The academic and workplace partners shared the high-level WINCan goals: Every Employee Contributing to Innovation for workplace contexts and the complementary Every Graduate an Innovation-Enabler in academic contexts. (York University was a unique case, as both an academic and workplace partner.) They also shared a common interest in developing their professional expertise and networks in workplace innovation.

These twin motivations left a considerable gap in terms of specific value propositions for their organizations. Of course, one of the goals of the project was to explore where this new kind of academic-workplace collaboration could fill such gaps. In addition to the collaborative elements described above, we could have been more focused on short-term organizational payoffs.
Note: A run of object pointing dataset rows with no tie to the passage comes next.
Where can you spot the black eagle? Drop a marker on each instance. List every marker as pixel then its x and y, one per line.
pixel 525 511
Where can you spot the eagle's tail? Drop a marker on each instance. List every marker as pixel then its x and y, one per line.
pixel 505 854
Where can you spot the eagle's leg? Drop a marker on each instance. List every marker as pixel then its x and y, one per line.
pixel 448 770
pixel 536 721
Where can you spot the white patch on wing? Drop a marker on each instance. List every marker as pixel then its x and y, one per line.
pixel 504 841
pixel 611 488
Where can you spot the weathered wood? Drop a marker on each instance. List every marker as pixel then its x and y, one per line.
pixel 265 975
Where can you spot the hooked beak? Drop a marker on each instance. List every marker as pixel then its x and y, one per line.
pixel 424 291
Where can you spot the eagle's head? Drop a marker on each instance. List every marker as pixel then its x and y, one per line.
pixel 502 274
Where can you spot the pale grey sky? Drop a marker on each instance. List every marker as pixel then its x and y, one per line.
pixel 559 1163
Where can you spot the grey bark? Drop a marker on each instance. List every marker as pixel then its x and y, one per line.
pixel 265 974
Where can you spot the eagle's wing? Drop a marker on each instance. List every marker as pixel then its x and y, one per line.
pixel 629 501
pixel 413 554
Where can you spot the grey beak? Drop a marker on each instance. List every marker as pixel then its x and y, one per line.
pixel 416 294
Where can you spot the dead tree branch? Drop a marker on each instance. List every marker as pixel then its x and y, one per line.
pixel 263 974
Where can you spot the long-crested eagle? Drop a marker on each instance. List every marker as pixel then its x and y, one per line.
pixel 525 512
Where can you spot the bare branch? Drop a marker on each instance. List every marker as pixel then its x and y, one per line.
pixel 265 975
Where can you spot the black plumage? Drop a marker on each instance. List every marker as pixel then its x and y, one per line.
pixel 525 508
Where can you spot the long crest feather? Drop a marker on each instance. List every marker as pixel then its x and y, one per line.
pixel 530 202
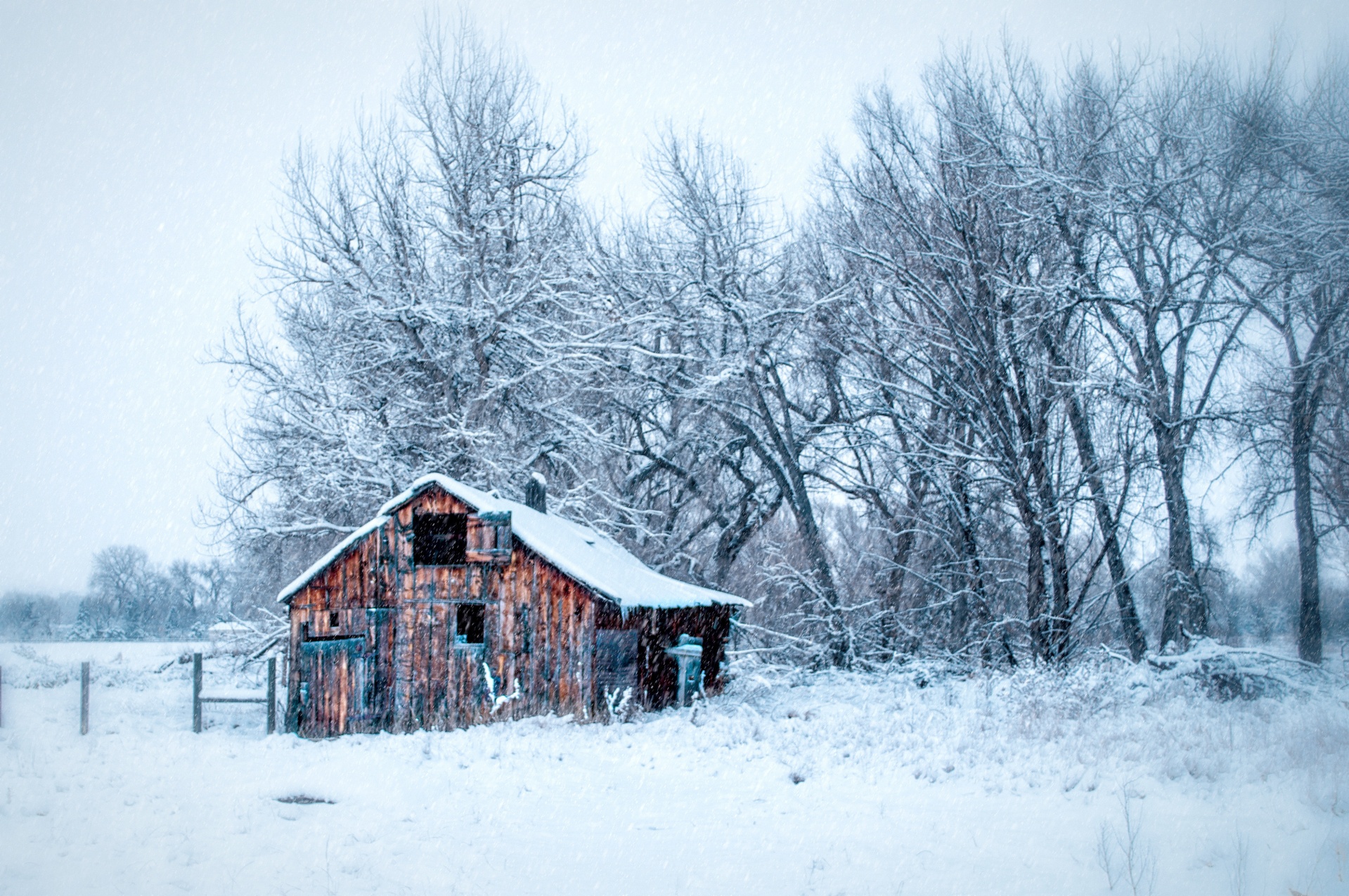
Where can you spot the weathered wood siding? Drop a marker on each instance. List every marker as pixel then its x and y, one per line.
pixel 373 639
For example, in the 2020 WINCan work plan there is a strong focus on co-defining work-integrated learning tasks which students could take on to support workplace innovation project teams. This is intended to allow our workplace partners to have a more influential role in shaping our curriculum plans to ensure the students can deliver value in their work-integrated learning assignments, in addition to receiving valuable exposure to the contexts and goals of employee-driven workplace innovation

Finally, we now recognize that our invitations to workplace partners were to individuals responsible for leading and executing innovation activities. They are not necessarily responsible for building innovation capacity in their organizations. It became clear that strategic human resources (HR) professionals are an important sub-group of workplace partners who could contribute valuable insight to the initiative. We also did not initially consider the important role that facilitator/connector organizations could have in the initiative. This is an important group to involve, as they can cast a wide net to recruit future partners and have their own distinctive perspective on the value of academic-workplace collaboration around our shared challenge of developing a more innovation workforce for Canada.

Special thanks to Sharon Brodovsky and Liz Martin of Cathexis Consulting, who contributed to many of the insights above in their role as our Development Evaluation advisors (and in many other ways that were not in their official role, with an admirable ‘whatever we can do’ spirit!)